In the silence, with just the ticking of the clock to accompany us, we waltzed about the kitchen, one, two, three, one, two, three. We’d practiced before, together and with other girls from school, to be ready to gracefully pair off with any boy who asked us at a formal dance, all of us sure that dancing was essential to that much sought after idea of true love.
As we danced to pass the time until midnight, Pearl took the boy’s part, as she often had in the past, but somehow, this time, her right hand pressed lightly on my back, it felt like more than just practice. Counterclockwise around the room, stepping through the pattern, there was a rhythm to our silent dance that filled me with an almost giddy sense of happiness.
Pearl tipped her head to the side and pressed closer. Our dance slowed as we shifted into a tighter embrace and then stopped completely as we leaned our faces closer, our movements almost identical, like a girl so near to a mirror her breath would fog the surface. Our lips parted—and the old clock on the mantel began to strike midnight. We sprang apart guiltily, as if we’d just been caught out by her parents or a neighbor at forgetting all about potential husbands.
As the clock kept chiming the midnight hour, I opened my mouth to break the hours-long silence with a joke about being old maids together, but there was a sudden gust of wind and the door banged open. A large person in a dark cloak glided in. There was no other word for it; it was truly a glide, not a sound of footsteps. It was impossible to tell if this was a man or a woman, as the cloak hid all distinguishing features except a height that almost made the head touch the low-timbered ceiling. The person held out a withered hand for Pearl.
Pearl looked horrified, her eyes as large as marbles. She took a step back, and I moved to be in front of her. “It’s rude to cut in,” I snarled. As scared as I was, I was more angry that this person was scaring Pearl.
The person withdrew the hand and glided backwards. The door shut just as the clock finished striking midnight.
Pearl looked at me, her eyes still wide with horror. “I’m going to die,” she whispered.
“No,” I said, quick to deny what we had both seen.
“That was Death. Death came a courtin’, and I should have gone with him.” She was breathing in shallow little ga
sps, her eyes wide and her face growing paler by the second. “It’ll be worse now that I refused him.”
“What’s worse than death?” I asked, trying to be flippant, but fear crept into my voice.

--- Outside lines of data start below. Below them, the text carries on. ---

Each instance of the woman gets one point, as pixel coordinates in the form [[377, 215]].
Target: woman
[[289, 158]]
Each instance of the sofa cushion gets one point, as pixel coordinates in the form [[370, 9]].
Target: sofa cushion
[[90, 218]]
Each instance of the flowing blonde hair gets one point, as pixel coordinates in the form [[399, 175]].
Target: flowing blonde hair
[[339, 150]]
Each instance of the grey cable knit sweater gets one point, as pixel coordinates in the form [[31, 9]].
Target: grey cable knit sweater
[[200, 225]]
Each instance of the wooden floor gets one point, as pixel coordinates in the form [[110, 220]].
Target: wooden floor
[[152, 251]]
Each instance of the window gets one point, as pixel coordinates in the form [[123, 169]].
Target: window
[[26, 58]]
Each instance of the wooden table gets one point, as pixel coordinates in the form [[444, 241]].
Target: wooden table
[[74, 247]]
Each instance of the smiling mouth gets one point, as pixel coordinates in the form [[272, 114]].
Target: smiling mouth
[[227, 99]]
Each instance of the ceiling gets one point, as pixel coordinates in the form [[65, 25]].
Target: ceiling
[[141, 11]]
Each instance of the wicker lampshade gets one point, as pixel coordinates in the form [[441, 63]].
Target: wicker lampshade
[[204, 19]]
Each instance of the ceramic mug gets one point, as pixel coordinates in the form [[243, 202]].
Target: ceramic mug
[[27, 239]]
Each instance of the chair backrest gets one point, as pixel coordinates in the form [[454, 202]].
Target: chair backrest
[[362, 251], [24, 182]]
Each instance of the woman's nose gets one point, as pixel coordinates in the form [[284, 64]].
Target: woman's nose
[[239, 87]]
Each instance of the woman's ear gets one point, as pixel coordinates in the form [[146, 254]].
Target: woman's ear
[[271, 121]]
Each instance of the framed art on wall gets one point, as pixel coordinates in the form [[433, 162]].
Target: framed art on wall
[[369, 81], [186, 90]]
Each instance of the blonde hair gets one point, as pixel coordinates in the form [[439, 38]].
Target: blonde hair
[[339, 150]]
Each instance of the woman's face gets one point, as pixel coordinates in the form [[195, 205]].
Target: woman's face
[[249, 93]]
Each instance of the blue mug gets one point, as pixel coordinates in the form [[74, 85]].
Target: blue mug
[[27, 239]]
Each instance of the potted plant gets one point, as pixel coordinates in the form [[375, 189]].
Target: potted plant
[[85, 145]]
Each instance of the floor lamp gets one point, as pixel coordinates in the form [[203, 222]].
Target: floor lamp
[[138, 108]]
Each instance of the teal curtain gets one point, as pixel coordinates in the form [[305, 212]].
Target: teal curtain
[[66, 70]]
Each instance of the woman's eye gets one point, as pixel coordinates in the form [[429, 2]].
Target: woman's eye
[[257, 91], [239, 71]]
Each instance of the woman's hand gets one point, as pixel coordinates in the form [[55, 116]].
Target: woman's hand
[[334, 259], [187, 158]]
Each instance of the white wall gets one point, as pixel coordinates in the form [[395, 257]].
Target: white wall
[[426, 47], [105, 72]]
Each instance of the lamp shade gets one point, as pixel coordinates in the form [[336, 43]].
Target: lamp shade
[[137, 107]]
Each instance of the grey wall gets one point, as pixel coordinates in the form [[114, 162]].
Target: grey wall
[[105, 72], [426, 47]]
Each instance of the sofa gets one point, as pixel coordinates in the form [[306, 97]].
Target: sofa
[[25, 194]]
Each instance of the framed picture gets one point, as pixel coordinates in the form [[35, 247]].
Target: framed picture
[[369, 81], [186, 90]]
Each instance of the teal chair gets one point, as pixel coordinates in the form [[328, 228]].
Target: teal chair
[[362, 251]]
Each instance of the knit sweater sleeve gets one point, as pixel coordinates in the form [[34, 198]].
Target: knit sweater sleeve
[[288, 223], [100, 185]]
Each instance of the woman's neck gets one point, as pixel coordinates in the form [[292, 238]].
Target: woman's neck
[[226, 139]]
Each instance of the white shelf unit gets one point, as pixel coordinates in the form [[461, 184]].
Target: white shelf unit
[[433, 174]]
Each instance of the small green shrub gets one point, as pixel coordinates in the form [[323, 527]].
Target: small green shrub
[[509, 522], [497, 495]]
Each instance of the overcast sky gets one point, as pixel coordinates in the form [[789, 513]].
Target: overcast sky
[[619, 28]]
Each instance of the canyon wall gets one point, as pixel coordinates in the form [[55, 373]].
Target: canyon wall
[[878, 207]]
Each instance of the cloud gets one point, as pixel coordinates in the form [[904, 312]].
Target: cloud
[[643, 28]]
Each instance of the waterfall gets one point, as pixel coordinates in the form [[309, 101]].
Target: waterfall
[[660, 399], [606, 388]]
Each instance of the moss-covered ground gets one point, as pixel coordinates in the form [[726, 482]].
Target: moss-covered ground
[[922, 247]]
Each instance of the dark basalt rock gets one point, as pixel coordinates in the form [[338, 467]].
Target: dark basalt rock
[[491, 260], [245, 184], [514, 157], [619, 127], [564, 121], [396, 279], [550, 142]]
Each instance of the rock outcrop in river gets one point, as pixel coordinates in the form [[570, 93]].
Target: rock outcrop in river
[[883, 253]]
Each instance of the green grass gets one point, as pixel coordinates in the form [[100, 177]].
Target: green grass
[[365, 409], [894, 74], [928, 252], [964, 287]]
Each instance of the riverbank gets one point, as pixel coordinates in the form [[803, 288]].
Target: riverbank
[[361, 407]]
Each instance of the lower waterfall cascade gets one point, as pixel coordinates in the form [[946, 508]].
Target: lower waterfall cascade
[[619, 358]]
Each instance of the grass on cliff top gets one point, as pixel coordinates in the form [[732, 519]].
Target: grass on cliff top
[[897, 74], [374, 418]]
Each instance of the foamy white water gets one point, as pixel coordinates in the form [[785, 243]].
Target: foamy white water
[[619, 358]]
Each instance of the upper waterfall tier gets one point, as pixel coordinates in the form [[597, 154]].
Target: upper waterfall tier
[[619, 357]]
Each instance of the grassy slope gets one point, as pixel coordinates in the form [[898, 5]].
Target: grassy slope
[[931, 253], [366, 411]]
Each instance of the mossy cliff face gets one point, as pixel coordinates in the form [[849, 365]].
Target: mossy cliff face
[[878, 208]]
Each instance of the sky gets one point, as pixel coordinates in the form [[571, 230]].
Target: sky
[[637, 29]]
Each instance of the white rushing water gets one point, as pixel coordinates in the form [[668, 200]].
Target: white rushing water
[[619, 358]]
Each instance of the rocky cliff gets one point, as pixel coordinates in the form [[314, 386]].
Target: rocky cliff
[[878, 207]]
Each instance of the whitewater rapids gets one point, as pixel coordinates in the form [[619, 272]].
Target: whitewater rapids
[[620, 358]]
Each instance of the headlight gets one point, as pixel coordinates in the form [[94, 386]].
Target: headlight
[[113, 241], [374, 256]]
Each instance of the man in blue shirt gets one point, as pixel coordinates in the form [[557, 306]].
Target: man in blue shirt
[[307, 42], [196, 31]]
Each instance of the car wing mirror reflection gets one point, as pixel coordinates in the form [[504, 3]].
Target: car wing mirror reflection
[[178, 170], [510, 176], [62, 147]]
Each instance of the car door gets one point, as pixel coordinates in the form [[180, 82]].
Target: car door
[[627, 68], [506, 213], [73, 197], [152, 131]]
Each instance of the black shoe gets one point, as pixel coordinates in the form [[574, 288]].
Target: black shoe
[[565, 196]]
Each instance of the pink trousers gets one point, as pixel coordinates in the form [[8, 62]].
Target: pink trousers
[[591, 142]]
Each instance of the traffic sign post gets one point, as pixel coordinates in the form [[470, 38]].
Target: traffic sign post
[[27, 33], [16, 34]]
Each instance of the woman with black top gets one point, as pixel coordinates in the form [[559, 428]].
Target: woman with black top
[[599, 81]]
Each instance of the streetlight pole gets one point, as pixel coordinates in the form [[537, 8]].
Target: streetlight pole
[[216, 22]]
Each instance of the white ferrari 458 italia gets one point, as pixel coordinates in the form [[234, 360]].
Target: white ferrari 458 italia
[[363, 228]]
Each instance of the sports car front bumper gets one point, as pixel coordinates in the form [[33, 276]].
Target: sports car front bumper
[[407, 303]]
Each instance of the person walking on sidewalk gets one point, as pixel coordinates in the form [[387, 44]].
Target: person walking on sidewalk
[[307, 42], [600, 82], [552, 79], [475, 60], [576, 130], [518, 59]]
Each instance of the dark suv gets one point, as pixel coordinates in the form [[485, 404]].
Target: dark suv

She didn’t answer, just started clearing the dishes away. I turned the chairs right ways round. When everything was cleared away, we huddled together on the floor in front of the dying fire in the fireplace, hugging each other for comfort. Later, we lied and told her parents that we’d slept through midnight and so didn’t know if visions of our future husbands had stopped by for supper.
Stammering, Danny Howell had asked for her hand not long later, and she’d agreed. Everyone in the families had been so pleased that no one but me noticed her despondency, as if she already knew it wouldn’t matter when they set a date. And less than a month later, Pearl was dead, gone from a fever between one day and the next.
And now she was nightwalking.
I was pulled back to the present by an odd rumbling noise nearby, and not far off someone popped out of their grave, an unnatural harvest from Death’s plantings. It was too dark to see who it was, but I guessed either old Margery Donaldson, who’d died last winter from pneumonia, or Jacob Bahr, who’d finally succumbed to the lung infection from working his whole life in the coal mines. The figure stumbled off, soon followed by another nightwalker.
Staying seated on the ground, I hugged my knees and closed my eyes, childishly acting as though if I couldn’t see them, they couldn’t see me. I knew something was wrong, but I hadn’t expected it to be this bad. My heart was pounding so loudly I could hear it thrumming in my ears, but not so loud I didn’t hear the rumbling coming from the earth right next to me, and when I opened my eyes, Pearl stood above me in, as I’d thought, her underthings.